Quel regard portez-vous sur la femme marocaine ?

Je ne la connais pas très bien, à part ma maman, qui elle, est une berbère de l’ancienne génération avec des valeurs qui malheureusement, ne correspondraient pas à celles de la Marocaine d’aujourd’hui. C’est une femme très âgée. Elle s’est mariée à 14 ans et a eu son premier enfant à 16 ans. Nous sommes une fratrie de 9 enfants dont il en reste 7, et je suis le dernier avec un écart d’âge énorme avec mes frères et sœurs. Quand j’étais môme, dans mon esprit, mes grandes sœurs étaient mes mamans, et ma maman était ma grand-mère. Pour quelqu’un de super sensible comme moi, c’était un triple choc culturel ! J’ai visité le Maroc pour la première fois à l’âge de 16 ans. Je ne parlais alors que le berbère et le français. Je ne connais pas très bien la femme marocaine mais je sais qu’elle est le pilier de la famille. Ma mère est venue de Bled Chlouh en France. Vous qui êtes née au Maroc, vous êtes 10 fois plus moderne qu’elle qui a passé plus de 40 ans en France ! Elle a des valeurs religieuses très fortes. Elle est rigoureuse et très stricte. Vous seriez surprise de la différence culturelle entre ma mère et vous. Elle a élevé ses filles de la même façon dont elle a été élevée. Elle correspondrait plutôt à une certaine idée de femmes qui ne voudraient jamais prendre le pouvoir, pour lesquelles c’est le mari qui doit travailler par exemple. Je ne sais pas si on peut les appeler “des valeurs à l’ancienne”, mais en tous cas, elle s’accroche à ces valeurs qui ont fait que l’humanité en soit arrivée là aujourd’hui. Ma mère, c’est ma princesse. C’est la femme la plus importante dans ma vie. Elle n’a pas toujours été d’accord avec tout ce que je faisais. Le cinéma, par exemple, il m’a fallu du temps pour le lui faire accepter.

 

Quels sont vos projets ?

Finir mon Coca. (Rires). Continuer à travailler, me marier et avoir des enfants. Après une vie bien remplie, je me sens aujourd’hui prêt à partager ma vie pour de vrai.

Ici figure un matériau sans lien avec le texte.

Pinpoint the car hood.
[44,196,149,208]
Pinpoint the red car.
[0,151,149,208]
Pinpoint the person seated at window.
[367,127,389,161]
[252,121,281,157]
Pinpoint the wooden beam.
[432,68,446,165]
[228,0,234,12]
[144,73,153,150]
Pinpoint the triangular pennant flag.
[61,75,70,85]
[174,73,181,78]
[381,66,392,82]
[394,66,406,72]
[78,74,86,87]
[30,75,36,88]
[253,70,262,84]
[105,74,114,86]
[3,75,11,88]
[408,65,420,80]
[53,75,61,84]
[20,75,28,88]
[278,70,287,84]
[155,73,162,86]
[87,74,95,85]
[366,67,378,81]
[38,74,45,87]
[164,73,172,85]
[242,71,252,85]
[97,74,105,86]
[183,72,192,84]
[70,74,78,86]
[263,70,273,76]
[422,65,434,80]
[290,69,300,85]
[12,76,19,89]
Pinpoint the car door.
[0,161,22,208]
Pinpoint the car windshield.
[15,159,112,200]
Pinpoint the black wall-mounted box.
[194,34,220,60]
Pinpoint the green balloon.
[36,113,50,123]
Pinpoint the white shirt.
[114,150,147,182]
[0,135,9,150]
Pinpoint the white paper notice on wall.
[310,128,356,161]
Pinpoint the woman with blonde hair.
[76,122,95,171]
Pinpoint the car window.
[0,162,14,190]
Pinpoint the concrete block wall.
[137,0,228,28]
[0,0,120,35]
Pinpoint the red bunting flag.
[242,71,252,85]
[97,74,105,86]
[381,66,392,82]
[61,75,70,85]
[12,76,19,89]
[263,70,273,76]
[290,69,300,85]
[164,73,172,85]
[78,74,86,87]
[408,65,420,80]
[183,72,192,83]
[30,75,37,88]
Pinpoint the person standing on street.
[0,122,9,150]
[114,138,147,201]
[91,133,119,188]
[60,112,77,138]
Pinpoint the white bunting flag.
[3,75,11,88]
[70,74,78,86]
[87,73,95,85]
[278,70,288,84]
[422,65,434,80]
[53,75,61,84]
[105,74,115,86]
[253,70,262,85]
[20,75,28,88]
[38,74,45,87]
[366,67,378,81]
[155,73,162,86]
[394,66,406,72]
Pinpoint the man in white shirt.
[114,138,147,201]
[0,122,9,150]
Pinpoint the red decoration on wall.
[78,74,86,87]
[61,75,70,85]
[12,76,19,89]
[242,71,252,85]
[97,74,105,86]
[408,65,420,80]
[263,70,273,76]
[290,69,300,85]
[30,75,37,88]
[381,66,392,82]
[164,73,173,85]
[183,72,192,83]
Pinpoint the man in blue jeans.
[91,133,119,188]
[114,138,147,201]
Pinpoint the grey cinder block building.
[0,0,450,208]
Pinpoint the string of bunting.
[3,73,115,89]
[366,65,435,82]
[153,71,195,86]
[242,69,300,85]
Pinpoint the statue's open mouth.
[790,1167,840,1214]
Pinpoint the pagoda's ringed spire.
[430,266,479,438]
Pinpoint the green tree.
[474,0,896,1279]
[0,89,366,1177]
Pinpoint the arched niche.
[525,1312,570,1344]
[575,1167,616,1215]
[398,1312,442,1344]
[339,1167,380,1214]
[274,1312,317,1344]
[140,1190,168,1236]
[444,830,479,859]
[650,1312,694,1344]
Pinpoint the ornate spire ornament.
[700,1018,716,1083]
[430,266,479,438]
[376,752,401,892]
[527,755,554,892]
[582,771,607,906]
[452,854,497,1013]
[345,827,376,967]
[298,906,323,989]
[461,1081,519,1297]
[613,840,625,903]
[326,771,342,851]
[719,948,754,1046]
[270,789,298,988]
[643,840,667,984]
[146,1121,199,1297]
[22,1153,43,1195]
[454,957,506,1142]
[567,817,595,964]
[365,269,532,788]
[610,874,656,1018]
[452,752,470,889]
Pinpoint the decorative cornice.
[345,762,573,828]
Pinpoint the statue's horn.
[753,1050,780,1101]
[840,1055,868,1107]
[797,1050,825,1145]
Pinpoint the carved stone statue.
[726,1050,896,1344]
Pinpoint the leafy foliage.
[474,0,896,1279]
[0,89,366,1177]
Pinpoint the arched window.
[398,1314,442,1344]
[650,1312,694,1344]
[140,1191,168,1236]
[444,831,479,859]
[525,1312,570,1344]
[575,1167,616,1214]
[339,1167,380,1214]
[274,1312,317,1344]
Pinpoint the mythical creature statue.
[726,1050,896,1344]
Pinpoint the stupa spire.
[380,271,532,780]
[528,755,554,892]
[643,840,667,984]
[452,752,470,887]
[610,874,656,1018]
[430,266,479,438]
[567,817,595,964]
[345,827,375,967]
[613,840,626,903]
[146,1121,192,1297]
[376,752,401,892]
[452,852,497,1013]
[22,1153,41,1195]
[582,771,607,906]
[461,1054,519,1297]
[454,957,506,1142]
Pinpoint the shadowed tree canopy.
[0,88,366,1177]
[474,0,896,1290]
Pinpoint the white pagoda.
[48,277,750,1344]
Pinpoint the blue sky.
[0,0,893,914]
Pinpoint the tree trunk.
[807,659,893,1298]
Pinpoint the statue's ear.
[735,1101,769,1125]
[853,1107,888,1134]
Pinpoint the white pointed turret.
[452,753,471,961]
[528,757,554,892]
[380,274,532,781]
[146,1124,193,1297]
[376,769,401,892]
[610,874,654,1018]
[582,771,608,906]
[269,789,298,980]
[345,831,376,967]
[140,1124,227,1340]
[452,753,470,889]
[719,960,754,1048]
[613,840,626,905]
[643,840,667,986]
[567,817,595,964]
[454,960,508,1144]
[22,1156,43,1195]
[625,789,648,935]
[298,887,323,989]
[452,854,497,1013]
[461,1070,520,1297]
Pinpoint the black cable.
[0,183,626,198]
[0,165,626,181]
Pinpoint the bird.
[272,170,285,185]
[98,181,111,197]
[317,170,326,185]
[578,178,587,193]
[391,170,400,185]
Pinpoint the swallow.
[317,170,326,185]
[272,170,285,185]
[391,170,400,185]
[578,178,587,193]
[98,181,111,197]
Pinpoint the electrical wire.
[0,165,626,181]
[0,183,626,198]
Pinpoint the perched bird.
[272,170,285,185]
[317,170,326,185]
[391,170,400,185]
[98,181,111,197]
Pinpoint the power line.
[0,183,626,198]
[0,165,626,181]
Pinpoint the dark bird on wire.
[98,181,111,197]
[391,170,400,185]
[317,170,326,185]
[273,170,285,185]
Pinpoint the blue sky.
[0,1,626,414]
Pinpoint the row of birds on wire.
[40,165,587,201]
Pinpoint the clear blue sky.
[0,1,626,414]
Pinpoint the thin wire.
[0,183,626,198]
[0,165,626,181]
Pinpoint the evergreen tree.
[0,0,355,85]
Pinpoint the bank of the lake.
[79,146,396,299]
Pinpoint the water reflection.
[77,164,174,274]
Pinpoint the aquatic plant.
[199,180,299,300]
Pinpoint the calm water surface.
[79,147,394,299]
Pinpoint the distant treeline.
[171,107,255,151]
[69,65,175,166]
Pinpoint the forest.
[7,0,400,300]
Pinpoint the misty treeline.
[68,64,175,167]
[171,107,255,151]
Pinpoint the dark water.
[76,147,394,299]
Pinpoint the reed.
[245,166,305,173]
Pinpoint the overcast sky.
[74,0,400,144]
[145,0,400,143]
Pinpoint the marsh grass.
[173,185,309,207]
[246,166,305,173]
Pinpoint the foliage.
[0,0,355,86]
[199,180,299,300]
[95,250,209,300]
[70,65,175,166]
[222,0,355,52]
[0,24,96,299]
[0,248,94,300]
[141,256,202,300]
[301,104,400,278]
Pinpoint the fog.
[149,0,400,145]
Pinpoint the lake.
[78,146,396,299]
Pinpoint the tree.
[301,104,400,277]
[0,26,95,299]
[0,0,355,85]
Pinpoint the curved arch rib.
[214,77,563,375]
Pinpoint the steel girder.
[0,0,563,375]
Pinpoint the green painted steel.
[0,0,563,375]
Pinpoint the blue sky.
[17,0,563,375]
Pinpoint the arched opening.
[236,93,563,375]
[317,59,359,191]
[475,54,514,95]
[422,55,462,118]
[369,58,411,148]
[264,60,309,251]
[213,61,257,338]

Parce que l’amour, ce n’est pas pour les jeunes mais plutôt pour les gens qui ont vécu. L’amour, cela peut vous couronner comme cela peut vous crucifier. C’est très dangereux. Il faut tellement de disponibilité. La plus grande preuve d’amour, c’est le temps qu’on accorde aux personnes qu’on aime. Le reste n’est que littérature. Quand on aime, on fait ce qu’on dit. L’amour n’est que partage même lorsqu’on n’a rien à partager. Pour cela, il faut être prêt et se connaître un peu soi-même.

 

Dernier mot pour nos lectrices ?

Je cherche une femme. Bourgeoises s’abstenir ! Je veux une fille du peuple… (Rires). Je voudrais leur dire que derrière chaque grand homme, il y a une grande femme !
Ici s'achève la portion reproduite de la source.